No hay carta. Sólo dos menús degustación. El largo, larguísimo, tal vez demasiado, por 190 euros. Otro más corto por 160. Empezamos con algunos aperitivos en el pasillo de entrada. Sutil tortillita de camarones, el clásico matrimonio en una empanadilla, bocadillo cremoso de calamares, un cono de algas con plancton dulce, el trampantojo de pavías de merluza, o la lata de crema de erizo. Pequeños bocados que ya marcan el camino.

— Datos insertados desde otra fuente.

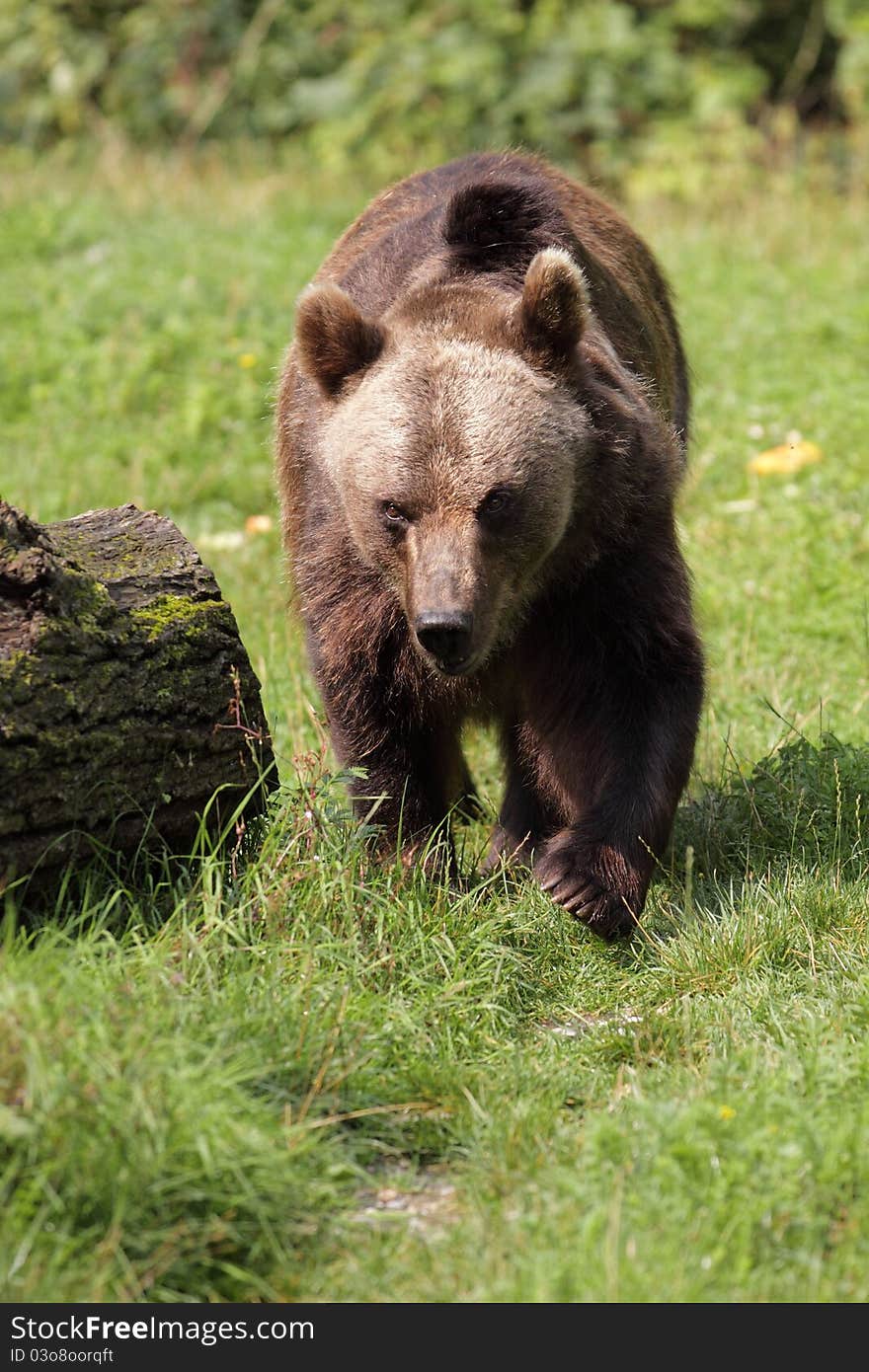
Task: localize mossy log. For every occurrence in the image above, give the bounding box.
[0,500,276,889]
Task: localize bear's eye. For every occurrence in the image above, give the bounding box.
[476,486,514,520]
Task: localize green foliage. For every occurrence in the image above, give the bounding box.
[0,0,869,168]
[0,147,869,1304]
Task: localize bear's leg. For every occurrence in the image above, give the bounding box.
[524,568,703,937]
[482,725,559,873]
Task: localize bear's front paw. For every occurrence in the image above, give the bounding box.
[534,833,645,939]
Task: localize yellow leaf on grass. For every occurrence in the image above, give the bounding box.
[747,439,824,476]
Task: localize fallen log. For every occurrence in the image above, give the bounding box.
[0,500,276,889]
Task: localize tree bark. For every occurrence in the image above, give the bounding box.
[0,500,276,890]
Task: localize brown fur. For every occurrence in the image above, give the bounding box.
[277,154,701,935]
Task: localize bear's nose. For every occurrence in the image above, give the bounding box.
[413,609,474,668]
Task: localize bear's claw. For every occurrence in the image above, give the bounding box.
[534,845,637,939]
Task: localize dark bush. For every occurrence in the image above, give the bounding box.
[0,0,869,165]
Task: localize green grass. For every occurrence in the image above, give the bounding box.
[0,144,869,1301]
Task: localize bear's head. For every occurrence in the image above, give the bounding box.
[296,247,592,675]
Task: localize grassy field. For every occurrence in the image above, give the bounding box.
[0,144,869,1302]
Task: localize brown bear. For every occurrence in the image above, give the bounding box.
[277,154,703,936]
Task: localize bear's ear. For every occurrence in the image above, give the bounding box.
[295,281,383,395]
[518,249,589,362]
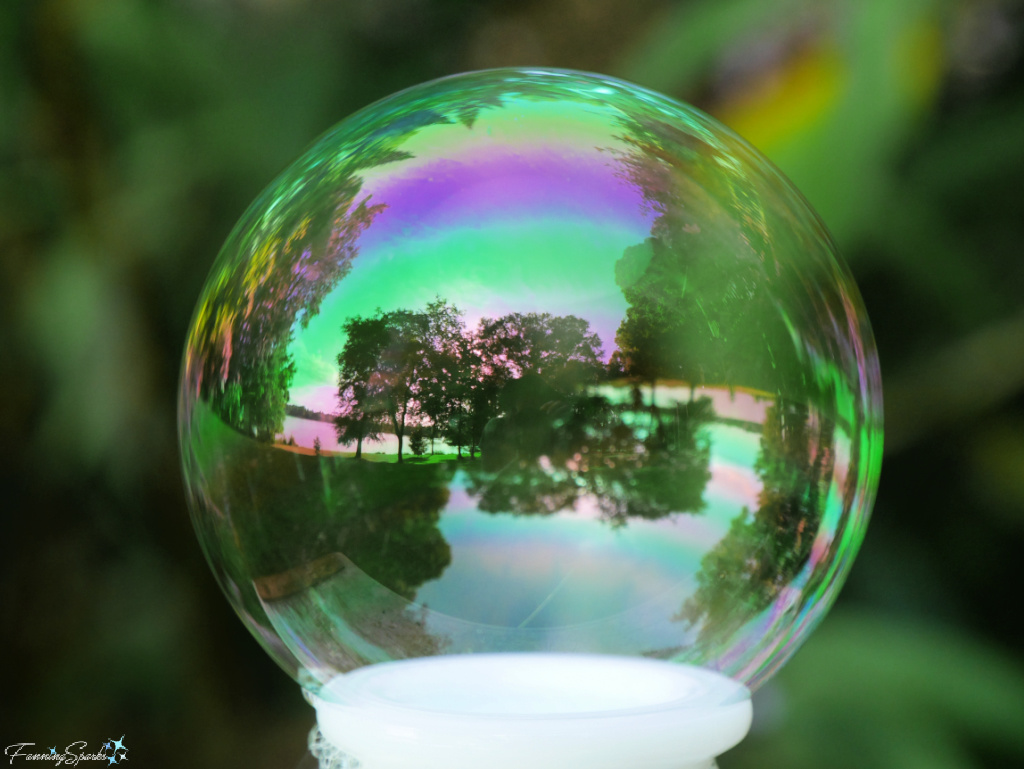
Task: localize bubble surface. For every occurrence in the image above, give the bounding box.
[179,70,882,690]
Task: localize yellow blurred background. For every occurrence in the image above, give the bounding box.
[0,0,1024,769]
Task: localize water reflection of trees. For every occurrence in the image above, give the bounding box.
[338,299,714,523]
[679,400,836,644]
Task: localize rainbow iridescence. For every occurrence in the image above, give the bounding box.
[180,70,882,688]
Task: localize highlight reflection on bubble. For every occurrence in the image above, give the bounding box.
[180,70,882,688]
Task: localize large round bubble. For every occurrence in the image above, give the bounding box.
[180,70,882,689]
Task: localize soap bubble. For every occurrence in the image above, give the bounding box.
[180,70,882,690]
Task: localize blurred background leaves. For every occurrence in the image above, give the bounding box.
[0,0,1024,769]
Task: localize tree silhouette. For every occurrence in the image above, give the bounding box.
[334,316,388,459]
[679,400,835,644]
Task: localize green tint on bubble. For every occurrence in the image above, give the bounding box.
[180,70,882,688]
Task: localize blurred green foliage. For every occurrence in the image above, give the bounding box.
[0,0,1024,769]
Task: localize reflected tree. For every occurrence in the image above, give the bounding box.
[679,400,835,644]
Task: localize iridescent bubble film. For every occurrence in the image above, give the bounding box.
[180,70,882,688]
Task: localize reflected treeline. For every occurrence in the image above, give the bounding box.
[189,78,856,671]
[336,298,714,522]
[608,111,806,397]
[184,96,502,442]
[679,400,836,644]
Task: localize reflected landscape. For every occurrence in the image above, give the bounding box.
[181,71,881,687]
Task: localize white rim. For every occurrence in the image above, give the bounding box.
[311,653,751,769]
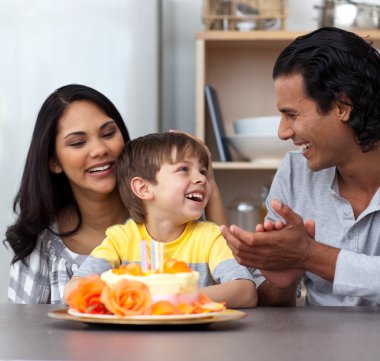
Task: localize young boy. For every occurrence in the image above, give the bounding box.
[65,133,257,308]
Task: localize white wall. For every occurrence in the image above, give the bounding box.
[0,0,159,302]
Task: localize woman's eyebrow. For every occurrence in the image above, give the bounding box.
[63,119,115,139]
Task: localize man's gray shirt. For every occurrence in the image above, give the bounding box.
[267,152,380,306]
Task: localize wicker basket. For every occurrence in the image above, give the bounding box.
[203,0,288,31]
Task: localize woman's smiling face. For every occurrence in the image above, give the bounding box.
[49,100,124,196]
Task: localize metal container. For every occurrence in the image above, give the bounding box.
[228,197,260,232]
[315,0,380,29]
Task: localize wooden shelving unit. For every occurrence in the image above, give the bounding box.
[195,30,380,171]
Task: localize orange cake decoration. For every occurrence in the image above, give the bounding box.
[68,259,225,317]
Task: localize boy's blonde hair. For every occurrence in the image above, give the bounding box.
[116,132,209,223]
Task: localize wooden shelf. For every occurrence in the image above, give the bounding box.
[212,159,280,170]
[196,29,380,42]
[195,30,380,171]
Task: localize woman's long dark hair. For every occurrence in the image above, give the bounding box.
[4,84,130,263]
[273,27,380,152]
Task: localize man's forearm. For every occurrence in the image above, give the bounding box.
[257,281,297,306]
[300,241,340,282]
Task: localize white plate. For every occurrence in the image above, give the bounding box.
[48,309,246,325]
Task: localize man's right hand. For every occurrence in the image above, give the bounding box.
[256,220,315,289]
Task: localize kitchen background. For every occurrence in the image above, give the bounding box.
[0,0,378,302]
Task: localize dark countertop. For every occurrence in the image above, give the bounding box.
[0,304,380,361]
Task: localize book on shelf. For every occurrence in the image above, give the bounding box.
[205,85,232,162]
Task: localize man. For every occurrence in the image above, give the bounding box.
[222,28,380,306]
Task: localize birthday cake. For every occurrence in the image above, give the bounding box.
[101,260,199,305]
[67,259,225,317]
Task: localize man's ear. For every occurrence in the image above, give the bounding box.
[131,177,153,200]
[338,97,352,122]
[49,157,63,174]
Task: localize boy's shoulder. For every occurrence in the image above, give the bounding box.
[106,218,139,236]
[192,220,221,234]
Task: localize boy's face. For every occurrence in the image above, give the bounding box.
[149,153,211,223]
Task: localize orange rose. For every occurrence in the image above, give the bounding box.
[67,275,108,314]
[101,280,152,316]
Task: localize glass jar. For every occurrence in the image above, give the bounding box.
[228,196,260,232]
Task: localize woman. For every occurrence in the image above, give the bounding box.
[5,85,225,304]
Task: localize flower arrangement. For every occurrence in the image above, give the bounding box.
[67,260,225,316]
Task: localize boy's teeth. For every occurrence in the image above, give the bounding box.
[298,143,310,150]
[89,164,111,173]
[186,193,203,201]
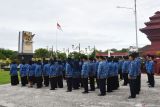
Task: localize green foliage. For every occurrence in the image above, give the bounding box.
[57,52,67,60]
[0,49,17,60]
[35,48,49,58]
[68,52,86,59]
[0,71,10,85]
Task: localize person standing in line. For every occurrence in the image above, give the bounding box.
[43,61,50,87]
[57,60,63,88]
[118,57,123,80]
[49,60,57,90]
[145,55,150,85]
[128,54,137,99]
[27,61,35,87]
[81,56,89,94]
[65,58,73,92]
[122,56,130,86]
[71,59,81,90]
[97,56,108,96]
[10,61,19,86]
[89,58,96,91]
[35,60,43,88]
[134,53,141,94]
[95,56,99,88]
[112,58,119,90]
[107,57,114,92]
[147,55,155,87]
[20,61,28,87]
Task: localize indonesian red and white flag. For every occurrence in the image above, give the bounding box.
[57,22,63,31]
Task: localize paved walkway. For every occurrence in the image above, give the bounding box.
[0,75,160,107]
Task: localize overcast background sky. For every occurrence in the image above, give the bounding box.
[0,0,160,50]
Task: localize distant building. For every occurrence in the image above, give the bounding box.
[140,11,160,55]
[96,52,128,57]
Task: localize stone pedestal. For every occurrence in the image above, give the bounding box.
[140,11,160,55]
[18,53,33,63]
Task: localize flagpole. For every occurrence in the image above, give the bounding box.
[56,28,58,58]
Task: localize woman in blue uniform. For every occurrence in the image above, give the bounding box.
[27,61,35,87]
[49,60,57,90]
[10,61,19,86]
[147,55,155,87]
[20,61,28,86]
[57,60,63,88]
[112,58,119,90]
[43,61,50,87]
[107,57,114,92]
[81,56,89,94]
[122,56,130,86]
[97,56,108,96]
[128,54,137,99]
[65,58,73,92]
[35,60,43,88]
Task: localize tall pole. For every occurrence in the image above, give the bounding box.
[78,43,81,54]
[56,29,58,58]
[134,0,138,51]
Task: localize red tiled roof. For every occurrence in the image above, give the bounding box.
[96,52,128,56]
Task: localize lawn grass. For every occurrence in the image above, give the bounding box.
[0,71,10,85]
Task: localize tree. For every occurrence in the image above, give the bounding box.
[35,48,49,58]
[57,52,67,60]
[68,52,86,59]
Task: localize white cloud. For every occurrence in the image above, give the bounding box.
[0,0,160,50]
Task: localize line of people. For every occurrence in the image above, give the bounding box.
[10,53,154,98]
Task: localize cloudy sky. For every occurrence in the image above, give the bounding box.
[0,0,160,50]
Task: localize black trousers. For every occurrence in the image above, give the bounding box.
[11,75,19,85]
[89,76,95,91]
[72,78,80,89]
[44,76,49,87]
[147,73,149,83]
[50,77,57,90]
[57,76,63,88]
[99,78,106,95]
[107,77,113,92]
[118,69,123,80]
[28,76,34,86]
[129,79,136,98]
[33,76,36,85]
[36,76,43,88]
[149,74,155,87]
[80,78,83,87]
[21,76,28,86]
[136,74,141,94]
[67,77,72,91]
[114,75,119,90]
[123,73,128,85]
[96,78,99,88]
[83,78,88,92]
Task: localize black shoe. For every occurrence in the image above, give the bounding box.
[89,89,95,91]
[50,88,55,90]
[128,96,136,99]
[98,94,106,96]
[82,91,89,94]
[107,91,113,93]
[149,85,154,88]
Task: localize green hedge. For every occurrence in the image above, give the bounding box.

Exterior del molino donde se ha instalado Aponiente
Exterior del molino donde se ha instalado Aponiente

Ya en la mesa, tras un cóctel de marisco con galeras, aparece la impresionante mesa de embutidos marinos que contiene hasta doce variedades: morcón, pastrami, paté, chorizo, salchichas, sobrasada, butifarra... Cada uno a partir de un pescado distinto. Luego se suceden los platos, protagonizados por sardinas, caballas, calamar, choco, barrilito, gambas, huevas de maruca... Por supuesto aparece el placton, santo y seña de la casa. En un pan riquísimo. En el «placton frenesí»: una pequeña cantidad que se pone en la mano para comer directamente, reforzada ahora con matices picantes. En unas cocochas de pescadilla sobre una capuchina, una combinación demasiado pesada en un menú tan largo. En una ostra templada con emulsión ligera de ese placton y agua de mar. Y por supuesto en un arroz, ahora en nueva versión con ortiguillas y puntillitas. Hay dos elaboraciones en las que se juega con la melosidad extrema de algunos productos marinos. Las ortiguillas curadas en sal y servidas en un caldo de callos de atún, y el pulpo laminado con un guiso de pepino de mar y raya y aire de pepino que le da un intenso amargor.

Caballa, en Aponiente
Caballa, en Aponiente

Un menú excelente en el que sobresalen tres platos para el recuerdo. Primero la sopa yódica de berberechos. Grandes berberechos, piedras heladas de agua de mar y placton y un gazpachuelo por encima. En segundo lugar la emulsión de higaditos de pescados de descarte, con alga nori y café para potenciar los amargos de las vísceras. Y en tercer lugar, cerrando la parte salada del menú, la royal de descartes, hecha con la sangre y la piel de la morena con relleno de pescados de descarte de varios días.

Tres postres, dos de ellos con placton. El primero, que limpia y refresca, un helado de pepino y granizado de hierbabuena. Sigue un atrevido merengue relleno de manzana ácida con placton y wasabi. Y terminamos con un helado de pera, bizcocho de placton y licor de pera. Al margen están los vinos, otra pieza clave en Aponiente. Juan Ruiz Hinestrosa dirige la sala y se encarga también de una bodega excepcional en la que pone en valor los poco apreciados vinos de la tierra. Joyitas que busca con pasión, consciente de que no hay mejor acompañamiento para los platos este Aponiente donde el mar se funde con el cielo.